Gazer had its world premiere at the Cannes Film Festival on May 22, 2024. The film also premiered at the Sitges Film Festival on October 8, the Hamptons International Film Festival on October 11, the Woodstock Film Festival on October 17, the Brooklyn Horror Film Festival on October 22, the Montclair Film Festival on October 26, and the QCinema International Film Festival on November 10. The film was originally set to be released in the United States on February 21, 2025, but was delayed to April 4, 2025. The film was also released in France on April 23, 2025.

=== Distribution ===
On May 2, 2024, Memento International acquired the international sales rights to the film. On May 19, 2024, UFO Distribution acquired the French distribution rights to the film. On May 29, 2024, six days after the Cannes premiere, Metrograph Pictures acquired the North American distribution rights to the film.
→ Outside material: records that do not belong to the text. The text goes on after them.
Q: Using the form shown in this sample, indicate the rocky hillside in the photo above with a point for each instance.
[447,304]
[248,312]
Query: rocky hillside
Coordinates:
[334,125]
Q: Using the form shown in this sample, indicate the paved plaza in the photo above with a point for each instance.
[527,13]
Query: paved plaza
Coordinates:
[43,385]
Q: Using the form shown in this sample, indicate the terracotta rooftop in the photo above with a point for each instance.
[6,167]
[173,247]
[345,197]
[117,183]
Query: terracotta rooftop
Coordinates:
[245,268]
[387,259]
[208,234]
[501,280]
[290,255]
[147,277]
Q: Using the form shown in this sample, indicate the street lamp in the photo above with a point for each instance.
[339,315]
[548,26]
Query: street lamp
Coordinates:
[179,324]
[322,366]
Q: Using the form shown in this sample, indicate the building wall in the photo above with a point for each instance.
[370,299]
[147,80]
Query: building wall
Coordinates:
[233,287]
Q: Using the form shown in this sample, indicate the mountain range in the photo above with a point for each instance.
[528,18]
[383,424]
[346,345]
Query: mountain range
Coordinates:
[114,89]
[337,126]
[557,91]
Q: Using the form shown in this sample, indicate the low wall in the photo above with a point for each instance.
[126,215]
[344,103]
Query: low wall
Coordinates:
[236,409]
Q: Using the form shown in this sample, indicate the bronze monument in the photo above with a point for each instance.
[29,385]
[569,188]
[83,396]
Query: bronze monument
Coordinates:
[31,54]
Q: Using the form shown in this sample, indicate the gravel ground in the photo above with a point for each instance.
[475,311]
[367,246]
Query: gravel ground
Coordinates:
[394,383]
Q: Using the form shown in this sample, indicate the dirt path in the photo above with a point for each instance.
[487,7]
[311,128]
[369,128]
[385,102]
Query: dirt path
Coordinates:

On January 28, 2025, Memento International signed distribution deals for Rialto Distribution in Australia and New Zealand, Gulf Film for the Middle East, AV-Jet International for Taiwan, PT Falcon for Indonesia, Feather Stone for Vietnam, Skeye for airlines, Bulldog Film Distribution for the UK and Ireland, and Cinefil for Hungary.

== Reception ==
 Metacritic, which uses a weighted average, assigned the film a score of 71 out of 100, based on 17 critics, indicating "generally favorable" reviews. Writing for The Hollywood Reporter, Angie Han stated "A visually arresting, if emotionally detached, debut." Catherine Bray of Variety wrote "Though it unfortunately lacks the narrative momentum of top-tier gumshoe pics, it’s no hardship spending time with Frankie, thanks to a neatly judged performance from Mastroianni."